Begitu sampai di depan pintu, Dandi lekas membuka penutup mulut yang sudah sangat mengganggu pernapasan. "Assalamualaikum ...," ucapnya kemudian.
"Waalaikumsalam. Bentar!"
Sembari menunggu pintu terbuka, Dandi memilih duduk melepas ikatan sepatu. Di sela kegiatan, ia melirik beberapa bunga di sekitar teras yang tampak basah. Mungkin ibu baru saja menyiramnya. Padahal hari sudah siang.
Tak lama, pintu terbuka. Tepat setelah Dandi menaruh sepatu pada tempatnya. "Lama ya, A? Maaf tadi mamah teh lagi nyiram bunga di belakang."
Dandi mengambil tangan Kinara-sang Ibu, lalu menciumnya. "Nggak papa. Dira mana, Mah? Udah baikan dia?"
"Udah. Cuma sakit perut mau datang bulan, A. Dasar adik kamu aja yang berlebihan. Udah ayo masuk. Ganti baju abis itu makan. Mamah mau lanjut nyiram bunga." Kinara menarik tangan Dandi lalu menutup pintu.
"Mamah teh ngapain nyiram bunga siang-siang?" tanya Dandi tak habis pikir.
"Enggak apa-apa atuh. Lagi pengin. Lagian tadi pagi sibuk kerokin adik kamu, jadi bunganya pada kurang asupan."
Dandi hanya menanggapi dengan kekehan kecil. Mereka pun berpisah di penghujung anak tangga. Kaki jenjangnya menapak cukup pelan. Entah kenapa, sejak Chika mengembalikan barang pemberiannya tadi, suasana hatinya tak kunjung membaik.
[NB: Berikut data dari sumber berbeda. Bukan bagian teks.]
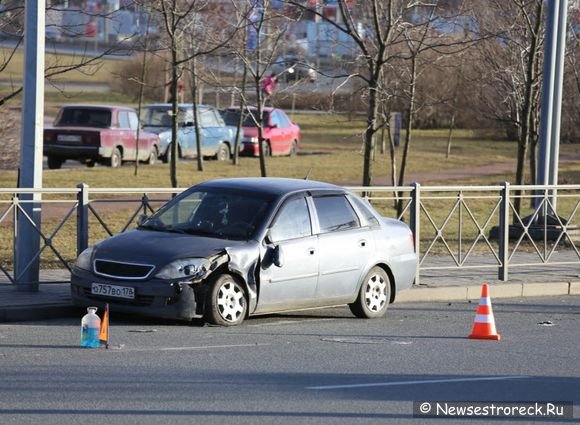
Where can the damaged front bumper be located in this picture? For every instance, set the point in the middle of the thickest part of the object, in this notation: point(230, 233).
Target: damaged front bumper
point(154, 297)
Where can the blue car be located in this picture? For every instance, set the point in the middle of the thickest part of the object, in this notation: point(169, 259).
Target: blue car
point(217, 138)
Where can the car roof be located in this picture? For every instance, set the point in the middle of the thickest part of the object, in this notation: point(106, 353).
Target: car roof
point(253, 108)
point(91, 106)
point(277, 186)
point(179, 105)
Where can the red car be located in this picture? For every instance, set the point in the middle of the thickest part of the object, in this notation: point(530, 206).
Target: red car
point(103, 134)
point(281, 135)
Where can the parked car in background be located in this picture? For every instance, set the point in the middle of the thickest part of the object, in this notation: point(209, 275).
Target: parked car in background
point(293, 67)
point(281, 135)
point(217, 139)
point(98, 134)
point(230, 248)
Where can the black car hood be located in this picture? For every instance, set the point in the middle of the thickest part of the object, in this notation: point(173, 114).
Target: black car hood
point(160, 248)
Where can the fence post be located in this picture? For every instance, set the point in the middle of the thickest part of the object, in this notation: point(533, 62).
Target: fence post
point(504, 232)
point(82, 218)
point(415, 224)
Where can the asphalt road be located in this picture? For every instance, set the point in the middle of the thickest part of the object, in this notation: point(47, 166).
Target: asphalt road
point(317, 367)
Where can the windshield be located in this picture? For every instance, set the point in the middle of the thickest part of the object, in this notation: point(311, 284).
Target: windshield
point(232, 117)
point(160, 116)
point(216, 214)
point(84, 117)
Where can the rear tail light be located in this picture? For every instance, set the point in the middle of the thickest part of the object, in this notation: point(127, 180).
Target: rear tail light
point(92, 139)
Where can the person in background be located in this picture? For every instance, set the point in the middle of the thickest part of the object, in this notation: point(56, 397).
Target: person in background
point(269, 84)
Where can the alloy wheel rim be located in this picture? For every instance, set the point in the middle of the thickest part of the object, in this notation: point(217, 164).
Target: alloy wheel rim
point(230, 301)
point(376, 293)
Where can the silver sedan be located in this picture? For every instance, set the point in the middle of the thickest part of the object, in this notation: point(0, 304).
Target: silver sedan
point(231, 248)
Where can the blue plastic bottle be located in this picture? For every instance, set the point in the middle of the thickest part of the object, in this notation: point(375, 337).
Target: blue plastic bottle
point(90, 329)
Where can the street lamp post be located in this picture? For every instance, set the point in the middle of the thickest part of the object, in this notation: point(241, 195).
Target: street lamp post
point(27, 238)
point(549, 144)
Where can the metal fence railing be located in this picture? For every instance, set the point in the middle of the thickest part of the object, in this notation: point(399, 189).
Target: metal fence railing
point(455, 227)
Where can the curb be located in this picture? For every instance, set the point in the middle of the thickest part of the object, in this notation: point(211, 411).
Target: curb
point(37, 312)
point(417, 294)
point(502, 290)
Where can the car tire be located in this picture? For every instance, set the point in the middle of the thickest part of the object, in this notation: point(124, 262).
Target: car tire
point(167, 157)
point(116, 158)
point(223, 153)
point(374, 295)
point(152, 156)
point(227, 304)
point(54, 163)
Intinya, Dandi itu masih berharap. Walau kemarin dirinya lah yang meminta putus, tetap saja, ia ingin ada pembelaan dari Chika dan mereka kembali bersatu. Sialnya, Chika malah setuju dan memilih lanjut dengan selingkuhannya.
"Kamu kenapa jadi gini sih, Chi." Ada suara kasur menahan empasan tubuh. Dandi terpejam. Dahinya tampak melebar sebab beberapa rambut yang menutupi menyingkir ke bawah. Remaja tampan itu berusaha keras mengusir bayangan Chika dari pikirannya.
"Dasar sadboy."
Refleks Dandi melotot dan duduk. Matanya menelisik sumber suara. Ternyata itu Dira, sedang duduk di depan lemari bajunya. Pantas tadi ia tak melihat keberadaan gadis berambut pendek itu. Ternyata terhalang kasur.
"Ngapain kamu selonjoran di situ?" tanya Dandi dengan suara beratnya.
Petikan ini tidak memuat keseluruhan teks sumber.